If you notice the leaves of your coreopsis are turning a grayish-white color or look powdery, your plant may have a case of powdery mildew. This generally happens in warm, humid conditions, particularly with poor air circulation.
Powdery mildew is a fungal growth that thrives in high humidity and can affect many species. To prevent powdery mildew, improve the air circulation around your plant.
Do not water overhead; instead, water only at the base of the plant, as wet leaves can catch and trap airborne fungal spores. Remove any leaves that start to develop a powdery, whitish look before they produce more spores that can spread.
Frequently Asked Questions
Will Coreopsis be Invasive in My Garden?
Coreopsis is not generally considered to be an invasive species, but it can grow aggressively.
Plains coreopsis (Coreopsis tinctoria) is an annual species that is listed as an invasive species in a few counties in California.

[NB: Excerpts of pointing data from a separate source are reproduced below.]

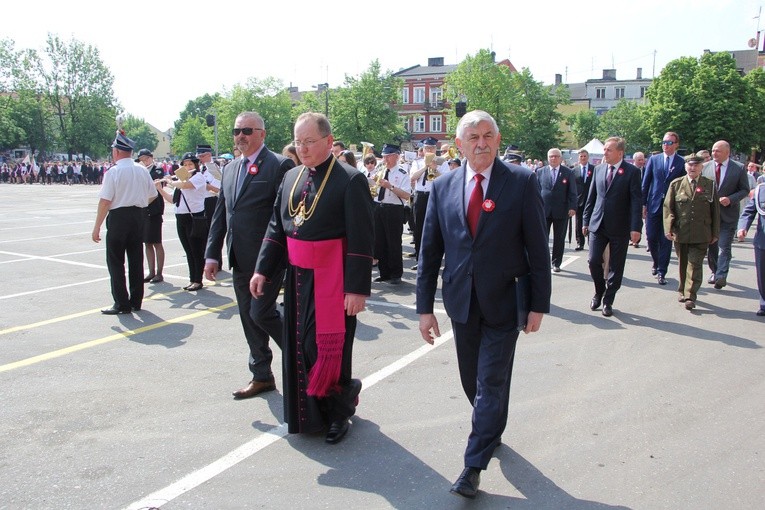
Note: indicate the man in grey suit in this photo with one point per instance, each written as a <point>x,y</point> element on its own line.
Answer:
<point>612,218</point>
<point>583,172</point>
<point>487,218</point>
<point>244,208</point>
<point>732,187</point>
<point>558,187</point>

If you are concerned about unwanted spread, deadhead spent flowers before they go to seed, and remove any extra unwanted seedlings.
How Do I Keep my Coreopsis Looking More Compact and Tidy?
Coreopsis can become straggly looking, especially later in the season. Plants grown in full sun will naturally stay bushier than those grown in partial shade. But if your plant is flopping over by mid-season, do some hard pruning when they start to look unkempt. They will regrow vigorously and maintain a bushier form. Large colonies can be divided if they are sprawling beyond where you want them to grow. Short stakes can also be used to reduce the flopping tendency of taller stems.
Can I Grow Coreopsis in Partial Shade?
Coreopsis will grow in partially shaded locations, but you will get the best growth and flowering in full sun. If you want to grow coreopsis in partial shade, choose the brightest location you have to get the best results. Plants grown in the shade tend to be leggier, not as strong, and will produce fewer flowers than those grown in full sun.
Coreopsis is an easy-to-grow plant that can be appreciated in various garden settings. The flowers are colorful and abundant, make great cut flowers, and attract many pollinators. All you need is a sunny location with average, well-drained soil.
Scatter your seeds, keep them well-watered, and watch them grow. Perennial varieties will return for many years of gardening joy, and annual varieties generally re-seed themselves, so you will never be without these beautiful blooms.